「んーーっ!!」
稜君の言葉と、ちゃんと自分の気持ちを口に出来なかったせいで苛立ちが募り、唇を塞ぐ稜君の胸を突き飛ばすように押し返す。
「――こんな誤魔化すようなマネしないでよ!!」
「美月ちゃん」
唇が冷たい空気に触れた瞬間、大きな声を上げた私とは対照的に、稜君は静かに私の名前を呼んだ。
「美月ちゃん。最後まで聞いて?」
そう言った彼の声は、やっぱりいつもより少し低くて。
その声と瞳に、私は言葉に詰まって黙り込む。
そんな私の目の前で、何故か笑った稜君は、
「順番が悪かったね」
そんなよくわからない言葉を口にした。
「順番?」
「俺、美月ちゃんのこと誰にも渡す気ないから。もし、美月ちゃんが淋しくて耐えられない時は、ちゃんと一番早い方法で帰ってくる」
「……一番、早い方法?」
「うん。
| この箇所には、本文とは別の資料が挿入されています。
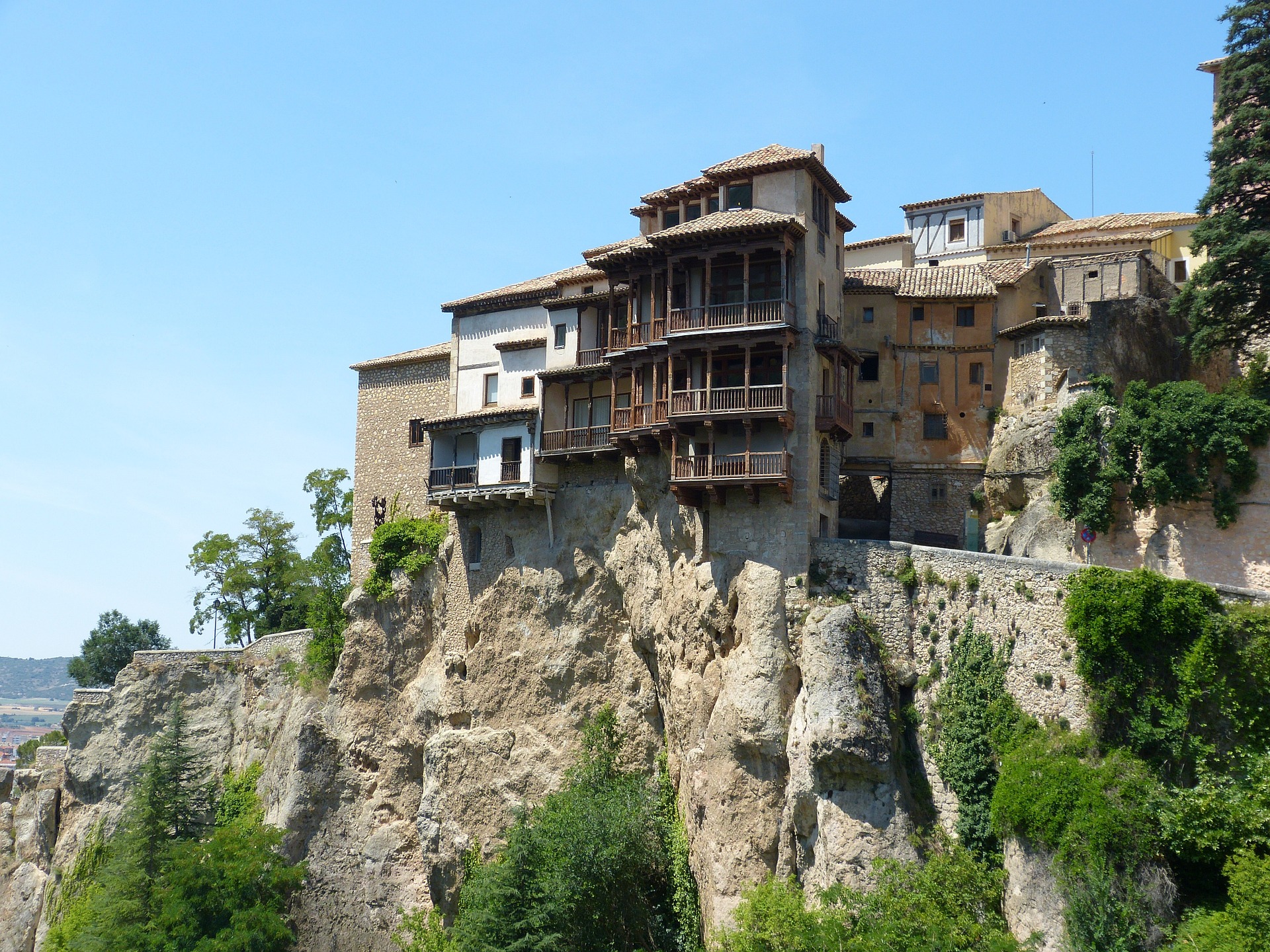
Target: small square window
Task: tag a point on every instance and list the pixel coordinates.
(741, 196)
(418, 434)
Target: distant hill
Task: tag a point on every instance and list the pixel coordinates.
(36, 677)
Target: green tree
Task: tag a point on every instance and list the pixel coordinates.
(1227, 300)
(27, 749)
(255, 583)
(110, 648)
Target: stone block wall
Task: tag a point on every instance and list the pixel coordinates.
(913, 506)
(385, 463)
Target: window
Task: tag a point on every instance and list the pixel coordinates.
(418, 436)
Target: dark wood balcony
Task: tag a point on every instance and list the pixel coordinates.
(451, 477)
(833, 415)
(726, 401)
(578, 440)
(722, 317)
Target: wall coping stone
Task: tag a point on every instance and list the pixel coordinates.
(1017, 561)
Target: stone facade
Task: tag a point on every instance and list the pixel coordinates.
(390, 393)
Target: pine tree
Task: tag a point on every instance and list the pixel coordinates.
(1227, 300)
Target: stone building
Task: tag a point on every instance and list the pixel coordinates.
(713, 338)
(396, 395)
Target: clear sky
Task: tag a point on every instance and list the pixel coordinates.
(207, 211)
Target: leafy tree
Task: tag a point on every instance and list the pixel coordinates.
(332, 506)
(949, 902)
(255, 583)
(110, 648)
(171, 881)
(587, 869)
(1173, 442)
(27, 749)
(1227, 300)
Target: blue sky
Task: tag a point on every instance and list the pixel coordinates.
(207, 211)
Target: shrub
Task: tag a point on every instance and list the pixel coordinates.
(405, 543)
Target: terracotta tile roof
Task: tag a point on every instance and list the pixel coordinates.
(955, 281)
(723, 222)
(876, 243)
(1006, 273)
(933, 202)
(487, 415)
(425, 353)
(1121, 221)
(774, 158)
(521, 344)
(521, 294)
(1111, 238)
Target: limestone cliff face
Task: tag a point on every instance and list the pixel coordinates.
(460, 698)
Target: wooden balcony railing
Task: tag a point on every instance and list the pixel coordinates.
(575, 438)
(767, 397)
(451, 477)
(633, 418)
(732, 466)
(742, 315)
(832, 411)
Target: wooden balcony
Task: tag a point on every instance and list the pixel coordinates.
(723, 317)
(578, 440)
(723, 401)
(833, 415)
(715, 473)
(451, 477)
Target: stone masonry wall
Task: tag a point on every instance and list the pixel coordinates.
(388, 399)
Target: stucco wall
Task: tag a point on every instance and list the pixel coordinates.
(384, 462)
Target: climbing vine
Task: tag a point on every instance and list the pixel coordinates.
(1169, 444)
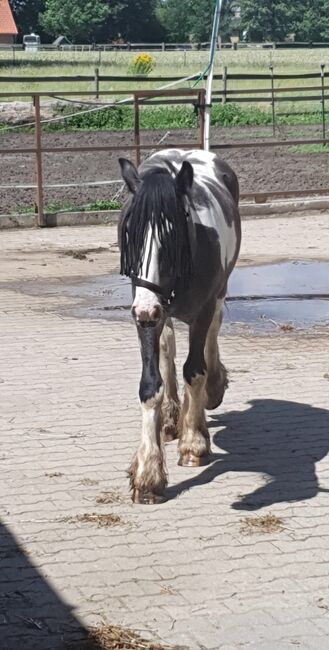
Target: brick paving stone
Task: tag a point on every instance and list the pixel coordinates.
(182, 572)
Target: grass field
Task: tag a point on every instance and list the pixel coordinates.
(247, 61)
(167, 63)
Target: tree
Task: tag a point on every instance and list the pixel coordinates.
(268, 19)
(133, 20)
(313, 23)
(192, 20)
(26, 14)
(79, 20)
(175, 18)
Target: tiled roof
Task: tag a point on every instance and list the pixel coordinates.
(7, 23)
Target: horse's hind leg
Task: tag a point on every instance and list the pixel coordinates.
(216, 372)
(194, 441)
(170, 405)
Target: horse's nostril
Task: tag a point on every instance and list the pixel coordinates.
(155, 313)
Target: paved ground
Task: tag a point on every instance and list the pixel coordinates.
(183, 572)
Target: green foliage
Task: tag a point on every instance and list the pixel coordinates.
(310, 148)
(102, 204)
(76, 19)
(159, 117)
(268, 20)
(274, 19)
(313, 23)
(132, 20)
(191, 20)
(142, 64)
(26, 14)
(236, 115)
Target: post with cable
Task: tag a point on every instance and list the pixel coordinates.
(38, 150)
(210, 73)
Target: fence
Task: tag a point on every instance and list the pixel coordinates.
(269, 93)
(166, 47)
(138, 95)
(190, 96)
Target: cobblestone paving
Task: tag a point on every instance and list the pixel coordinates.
(183, 572)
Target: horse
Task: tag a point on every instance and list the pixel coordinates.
(179, 236)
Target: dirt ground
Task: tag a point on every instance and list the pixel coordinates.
(258, 169)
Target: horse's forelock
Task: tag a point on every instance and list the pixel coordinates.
(156, 205)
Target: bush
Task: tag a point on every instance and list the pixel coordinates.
(142, 64)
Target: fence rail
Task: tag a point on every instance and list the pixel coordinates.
(189, 95)
(164, 47)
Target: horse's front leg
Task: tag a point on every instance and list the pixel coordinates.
(194, 441)
(147, 471)
(170, 405)
(217, 381)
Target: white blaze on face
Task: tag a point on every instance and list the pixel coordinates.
(146, 305)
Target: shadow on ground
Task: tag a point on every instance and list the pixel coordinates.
(32, 615)
(278, 439)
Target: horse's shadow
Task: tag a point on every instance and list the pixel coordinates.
(279, 439)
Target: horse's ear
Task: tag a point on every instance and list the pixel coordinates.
(129, 174)
(184, 178)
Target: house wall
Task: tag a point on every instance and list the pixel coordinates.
(6, 39)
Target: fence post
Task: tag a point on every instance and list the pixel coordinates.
(323, 107)
(273, 99)
(224, 85)
(136, 129)
(97, 83)
(201, 105)
(39, 197)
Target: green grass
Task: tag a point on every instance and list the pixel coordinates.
(310, 148)
(67, 206)
(251, 61)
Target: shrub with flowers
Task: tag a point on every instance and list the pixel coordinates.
(142, 64)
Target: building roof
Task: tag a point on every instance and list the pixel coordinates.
(7, 23)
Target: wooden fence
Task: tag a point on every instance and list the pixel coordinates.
(268, 90)
(192, 96)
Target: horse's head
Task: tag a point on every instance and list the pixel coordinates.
(154, 238)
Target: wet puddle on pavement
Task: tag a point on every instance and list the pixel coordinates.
(262, 297)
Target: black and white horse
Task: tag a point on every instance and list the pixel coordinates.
(179, 238)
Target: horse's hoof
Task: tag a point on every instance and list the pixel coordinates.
(170, 435)
(146, 498)
(190, 460)
(211, 405)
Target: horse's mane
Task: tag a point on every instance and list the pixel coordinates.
(156, 204)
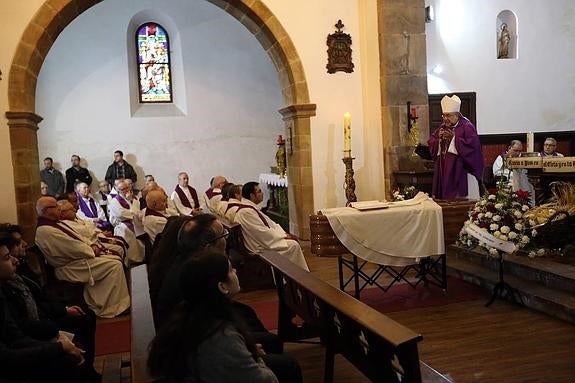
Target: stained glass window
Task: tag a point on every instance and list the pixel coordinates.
(154, 74)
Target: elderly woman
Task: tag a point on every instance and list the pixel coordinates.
(204, 341)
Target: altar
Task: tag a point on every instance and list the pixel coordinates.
(400, 238)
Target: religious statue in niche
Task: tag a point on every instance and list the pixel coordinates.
(281, 157)
(504, 39)
(339, 51)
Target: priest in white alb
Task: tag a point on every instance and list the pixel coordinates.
(105, 287)
(185, 197)
(126, 216)
(260, 232)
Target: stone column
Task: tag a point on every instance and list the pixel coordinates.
(24, 144)
(299, 172)
(403, 77)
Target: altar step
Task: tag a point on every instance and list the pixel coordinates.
(544, 284)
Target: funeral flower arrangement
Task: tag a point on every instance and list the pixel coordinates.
(500, 213)
(408, 192)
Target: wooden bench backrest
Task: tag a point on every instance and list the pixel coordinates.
(377, 345)
(142, 324)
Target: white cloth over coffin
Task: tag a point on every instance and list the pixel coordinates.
(397, 236)
(118, 216)
(74, 261)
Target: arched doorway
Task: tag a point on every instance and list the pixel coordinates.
(54, 15)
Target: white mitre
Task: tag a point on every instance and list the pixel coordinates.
(450, 104)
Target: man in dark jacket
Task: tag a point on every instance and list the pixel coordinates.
(120, 169)
(76, 174)
(25, 359)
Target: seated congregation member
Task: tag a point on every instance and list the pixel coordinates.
(90, 210)
(185, 197)
(23, 359)
(42, 318)
(53, 178)
(213, 195)
(76, 174)
(43, 188)
(259, 231)
(549, 148)
(204, 340)
(516, 178)
(120, 169)
(105, 287)
(194, 236)
(155, 214)
(126, 217)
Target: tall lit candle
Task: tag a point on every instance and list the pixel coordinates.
(530, 140)
(347, 134)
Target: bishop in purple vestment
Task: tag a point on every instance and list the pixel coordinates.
(456, 150)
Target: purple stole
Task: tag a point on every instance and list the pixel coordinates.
(211, 193)
(153, 212)
(184, 198)
(42, 221)
(90, 211)
(241, 206)
(125, 205)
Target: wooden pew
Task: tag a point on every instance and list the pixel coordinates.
(142, 324)
(382, 349)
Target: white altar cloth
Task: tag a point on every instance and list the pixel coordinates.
(396, 236)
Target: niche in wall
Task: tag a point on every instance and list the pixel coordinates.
(506, 35)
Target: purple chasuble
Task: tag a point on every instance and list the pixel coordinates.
(450, 171)
(184, 198)
(125, 205)
(241, 206)
(211, 193)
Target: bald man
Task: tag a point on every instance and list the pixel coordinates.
(74, 260)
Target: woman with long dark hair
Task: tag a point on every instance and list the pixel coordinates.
(204, 341)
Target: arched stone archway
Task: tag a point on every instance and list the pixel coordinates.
(51, 19)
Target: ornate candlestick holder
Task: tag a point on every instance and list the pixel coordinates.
(349, 183)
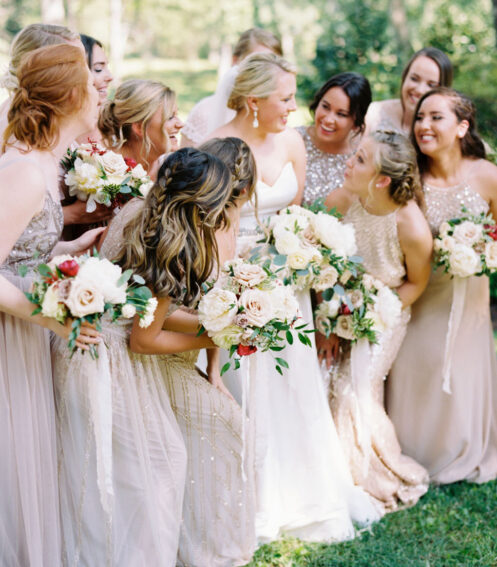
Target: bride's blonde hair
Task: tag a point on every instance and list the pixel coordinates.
(171, 241)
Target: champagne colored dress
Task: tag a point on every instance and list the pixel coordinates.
(367, 434)
(29, 502)
(453, 435)
(122, 459)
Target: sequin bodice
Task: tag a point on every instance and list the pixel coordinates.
(378, 244)
(324, 171)
(444, 203)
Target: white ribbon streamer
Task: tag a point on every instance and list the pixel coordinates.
(456, 311)
(100, 397)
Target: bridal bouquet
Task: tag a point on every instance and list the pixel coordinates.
(97, 175)
(467, 245)
(358, 307)
(309, 249)
(86, 287)
(250, 310)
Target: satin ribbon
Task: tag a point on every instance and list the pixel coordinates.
(100, 398)
(458, 295)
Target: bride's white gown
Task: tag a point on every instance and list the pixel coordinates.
(304, 487)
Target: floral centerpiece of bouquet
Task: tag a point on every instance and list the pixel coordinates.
(97, 175)
(86, 287)
(358, 307)
(250, 310)
(467, 245)
(309, 248)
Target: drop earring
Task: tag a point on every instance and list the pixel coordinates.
(255, 122)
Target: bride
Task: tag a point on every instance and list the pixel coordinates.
(304, 487)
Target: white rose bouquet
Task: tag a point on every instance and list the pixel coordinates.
(309, 249)
(97, 175)
(249, 310)
(86, 287)
(467, 245)
(358, 307)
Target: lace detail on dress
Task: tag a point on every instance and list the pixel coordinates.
(324, 171)
(444, 203)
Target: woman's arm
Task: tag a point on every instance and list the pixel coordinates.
(416, 243)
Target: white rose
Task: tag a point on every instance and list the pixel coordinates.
(463, 261)
(52, 306)
(257, 306)
(217, 309)
(128, 311)
(103, 274)
(327, 278)
(249, 275)
(344, 327)
(467, 233)
(84, 299)
(227, 337)
(491, 254)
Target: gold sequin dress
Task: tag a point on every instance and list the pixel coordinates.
(453, 435)
(324, 171)
(375, 459)
(29, 505)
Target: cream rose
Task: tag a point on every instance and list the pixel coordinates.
(84, 299)
(217, 309)
(257, 306)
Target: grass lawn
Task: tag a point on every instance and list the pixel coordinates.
(451, 526)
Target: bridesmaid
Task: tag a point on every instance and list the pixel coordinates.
(454, 435)
(380, 199)
(428, 68)
(54, 102)
(132, 516)
(339, 108)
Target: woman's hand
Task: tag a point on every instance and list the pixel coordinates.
(328, 348)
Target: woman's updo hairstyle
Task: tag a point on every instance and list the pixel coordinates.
(258, 76)
(463, 107)
(171, 241)
(28, 39)
(135, 101)
(358, 91)
(395, 157)
(53, 85)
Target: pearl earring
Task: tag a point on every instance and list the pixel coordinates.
(255, 122)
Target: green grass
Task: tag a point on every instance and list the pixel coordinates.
(451, 526)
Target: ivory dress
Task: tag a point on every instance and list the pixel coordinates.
(303, 485)
(122, 458)
(29, 502)
(367, 434)
(453, 435)
(324, 171)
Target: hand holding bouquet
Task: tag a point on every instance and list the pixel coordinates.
(86, 287)
(467, 245)
(250, 310)
(97, 175)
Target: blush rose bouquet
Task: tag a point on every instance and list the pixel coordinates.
(97, 175)
(85, 288)
(467, 245)
(250, 310)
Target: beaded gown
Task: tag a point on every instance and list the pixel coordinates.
(453, 435)
(29, 503)
(324, 171)
(303, 485)
(367, 434)
(132, 516)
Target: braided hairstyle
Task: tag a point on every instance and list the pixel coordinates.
(171, 241)
(395, 157)
(238, 157)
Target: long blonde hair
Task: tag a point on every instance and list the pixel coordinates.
(135, 101)
(171, 241)
(28, 39)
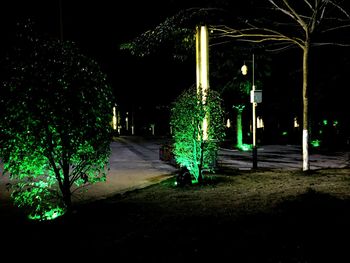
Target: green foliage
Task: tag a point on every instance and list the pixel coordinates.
(176, 35)
(187, 115)
(55, 132)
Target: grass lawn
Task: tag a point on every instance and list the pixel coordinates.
(235, 216)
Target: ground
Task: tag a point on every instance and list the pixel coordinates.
(235, 216)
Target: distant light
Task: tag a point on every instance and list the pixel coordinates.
(244, 69)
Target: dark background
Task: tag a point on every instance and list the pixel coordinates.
(145, 87)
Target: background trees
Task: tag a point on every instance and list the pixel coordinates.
(55, 124)
(302, 24)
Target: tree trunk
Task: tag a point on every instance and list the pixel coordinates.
(305, 139)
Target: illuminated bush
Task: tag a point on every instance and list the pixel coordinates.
(190, 148)
(55, 133)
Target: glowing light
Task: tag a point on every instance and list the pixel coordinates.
(244, 69)
(305, 150)
(260, 123)
(114, 119)
(296, 123)
(316, 143)
(202, 69)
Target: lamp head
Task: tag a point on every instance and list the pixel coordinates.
(244, 69)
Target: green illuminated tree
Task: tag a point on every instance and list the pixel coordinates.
(191, 150)
(303, 24)
(55, 123)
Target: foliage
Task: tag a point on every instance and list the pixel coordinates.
(187, 115)
(55, 133)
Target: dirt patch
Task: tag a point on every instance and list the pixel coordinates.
(239, 216)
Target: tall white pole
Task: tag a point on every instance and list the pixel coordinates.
(202, 68)
(254, 103)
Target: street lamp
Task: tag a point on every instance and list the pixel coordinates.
(255, 98)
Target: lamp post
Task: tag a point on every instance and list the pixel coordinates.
(254, 100)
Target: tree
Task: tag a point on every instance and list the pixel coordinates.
(303, 24)
(191, 150)
(55, 123)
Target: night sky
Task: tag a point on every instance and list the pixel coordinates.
(99, 27)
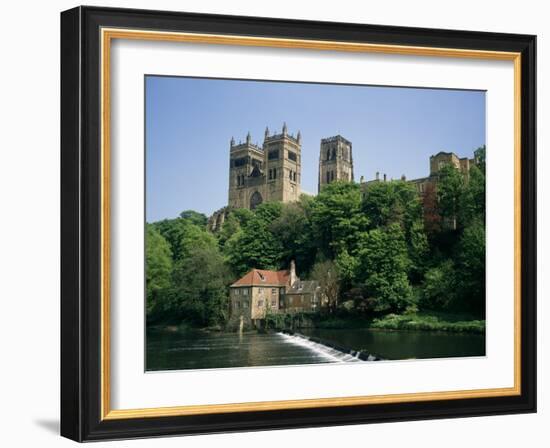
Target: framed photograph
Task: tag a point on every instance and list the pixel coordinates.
(273, 223)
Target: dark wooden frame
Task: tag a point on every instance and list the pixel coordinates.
(81, 224)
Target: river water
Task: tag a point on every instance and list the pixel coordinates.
(193, 349)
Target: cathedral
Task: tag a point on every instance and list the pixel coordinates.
(272, 171)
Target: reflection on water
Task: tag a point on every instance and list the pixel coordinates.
(405, 344)
(194, 349)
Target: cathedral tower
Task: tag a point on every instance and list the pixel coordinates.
(283, 165)
(268, 173)
(335, 161)
(246, 162)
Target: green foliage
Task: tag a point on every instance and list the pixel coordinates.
(450, 194)
(337, 219)
(158, 268)
(427, 322)
(383, 267)
(470, 268)
(199, 219)
(200, 292)
(294, 231)
(397, 202)
(374, 249)
(254, 245)
(438, 289)
(326, 273)
(479, 158)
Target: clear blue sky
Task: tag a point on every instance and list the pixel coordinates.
(394, 130)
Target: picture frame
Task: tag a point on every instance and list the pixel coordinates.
(86, 178)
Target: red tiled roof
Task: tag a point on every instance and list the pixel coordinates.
(260, 277)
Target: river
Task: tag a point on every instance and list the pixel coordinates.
(194, 349)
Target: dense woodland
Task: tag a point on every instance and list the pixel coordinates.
(386, 252)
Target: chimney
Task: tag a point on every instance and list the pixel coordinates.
(292, 272)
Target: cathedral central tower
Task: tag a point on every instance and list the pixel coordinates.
(268, 173)
(335, 161)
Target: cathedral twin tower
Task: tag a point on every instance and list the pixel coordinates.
(272, 172)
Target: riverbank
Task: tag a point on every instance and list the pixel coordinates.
(429, 322)
(420, 321)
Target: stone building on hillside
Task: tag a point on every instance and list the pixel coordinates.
(260, 292)
(335, 161)
(266, 173)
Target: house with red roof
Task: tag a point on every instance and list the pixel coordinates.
(260, 292)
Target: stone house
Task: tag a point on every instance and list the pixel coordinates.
(260, 292)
だから、さっきの話は俺の力が足りなかった時の、最後の決断として憶えておいて欲しいってこと」
「……」
「美月ちゃんが、俺のせいで笑わなくなるのは耐えられないから」
その切ない声に、いつの間にか私の頬を涙が伝い落ちていて、稜君はそれをそっと拭ってくれた。
「わかった?」
そのままちょっと首を傾げて、私の顔を覗き込む。
――稜君。
どうしたら、私の今の気持ちを上手に伝えられるんだろう。
「そんな決断」
「え?」
「絶対しないから」
「……」
「稜君こそ、ちゃんと憶えておいてっ!!」
半ば八つ当たり気味な強い口調のまま、背中に回した腕に力を込めた私を、ギューッと抱きしめ返した稜君は、
「うん。憶えとくよ」
ほんの少しだけ笑いながら、そう言ったんだ。